“Will they think I’m weird if I’m repelling off the play structure?”
“Who?”
“The neighbors.”
“They already think we’re weird.”
The three of us were walking across the park to the play structure. Jenny was carrying a climbing rope and harness. She’d come up with a new game – strategically place 10 bind weed blossoms and try to retrieve them without letting her feet touch the ground. In some cases, she needed to repel down and pick up the blossoms because she couldn’t access them from the structure any other way.
Will came along to watch. “Why do you care what the neighbors think?”
Jenny climbed the stairs of the play structure. “I don’t. Really. Well… I dunno.
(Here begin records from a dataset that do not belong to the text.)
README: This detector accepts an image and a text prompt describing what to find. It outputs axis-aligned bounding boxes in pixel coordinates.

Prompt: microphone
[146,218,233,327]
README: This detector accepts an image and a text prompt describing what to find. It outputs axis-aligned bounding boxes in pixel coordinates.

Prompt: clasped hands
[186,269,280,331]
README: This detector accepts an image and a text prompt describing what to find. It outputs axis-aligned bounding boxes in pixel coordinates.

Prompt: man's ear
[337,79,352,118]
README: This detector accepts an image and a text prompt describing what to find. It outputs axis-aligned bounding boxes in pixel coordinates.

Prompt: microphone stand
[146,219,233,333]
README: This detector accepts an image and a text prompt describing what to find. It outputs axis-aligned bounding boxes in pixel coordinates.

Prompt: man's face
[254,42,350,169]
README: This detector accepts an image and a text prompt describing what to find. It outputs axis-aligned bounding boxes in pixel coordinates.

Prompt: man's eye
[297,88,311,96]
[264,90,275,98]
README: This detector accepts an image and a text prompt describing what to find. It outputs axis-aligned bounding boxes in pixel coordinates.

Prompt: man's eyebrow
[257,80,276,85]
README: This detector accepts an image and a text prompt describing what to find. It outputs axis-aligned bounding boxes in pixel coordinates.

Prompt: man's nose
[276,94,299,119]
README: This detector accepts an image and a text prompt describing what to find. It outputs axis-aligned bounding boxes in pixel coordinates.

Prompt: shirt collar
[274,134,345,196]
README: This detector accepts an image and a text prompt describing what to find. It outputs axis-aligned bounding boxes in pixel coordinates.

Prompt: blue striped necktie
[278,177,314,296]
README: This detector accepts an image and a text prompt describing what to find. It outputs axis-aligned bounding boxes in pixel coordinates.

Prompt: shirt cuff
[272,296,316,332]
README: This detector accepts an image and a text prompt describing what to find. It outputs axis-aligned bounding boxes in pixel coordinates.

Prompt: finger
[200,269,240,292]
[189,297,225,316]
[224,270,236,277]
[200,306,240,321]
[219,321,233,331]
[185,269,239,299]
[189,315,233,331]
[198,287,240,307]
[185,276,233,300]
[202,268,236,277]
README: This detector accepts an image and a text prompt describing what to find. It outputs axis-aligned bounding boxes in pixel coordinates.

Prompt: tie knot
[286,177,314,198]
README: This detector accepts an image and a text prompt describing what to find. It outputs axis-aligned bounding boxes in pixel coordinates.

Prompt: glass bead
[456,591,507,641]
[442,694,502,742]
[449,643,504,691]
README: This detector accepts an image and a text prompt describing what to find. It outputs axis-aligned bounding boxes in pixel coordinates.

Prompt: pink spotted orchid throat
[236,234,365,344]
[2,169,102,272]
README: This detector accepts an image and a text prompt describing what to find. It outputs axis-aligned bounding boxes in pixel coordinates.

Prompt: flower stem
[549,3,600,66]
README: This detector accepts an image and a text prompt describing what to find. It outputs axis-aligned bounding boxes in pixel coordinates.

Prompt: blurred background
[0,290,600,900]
Is this weird?”
It was my job to gather the pink blossoms and place them around the structure. We had the whole park to ourselves. The sun was high and hot. I was wondering how long this was going to take. “If it’s fun, does it matter if it’s weird? Well, not too weird, I mean.” I found two more blossoms, “I hate wearing flips* to the park. Too many pokeys.”
Will laughed as he tried to fit his long legs and arms into the only bit of shade. “People aren’t really paying attention to what you are doing anyway. They’re mostly thinking about how they look and what they are doing.”
I looked up from hiding the last blossom. “That’s right. Where’d you hear that?”
“You told me that.”
I squeezed into the shade next to Will, “And you listened?”
*A million years ago, I lived in Redondo Beach for a couple months. I was asked to show my ID at a shop. When the cashier saw I was from Montana, he looked down at my feet and said, “Wow! They wear thongs (I told you it was a long time ago) in Montana?”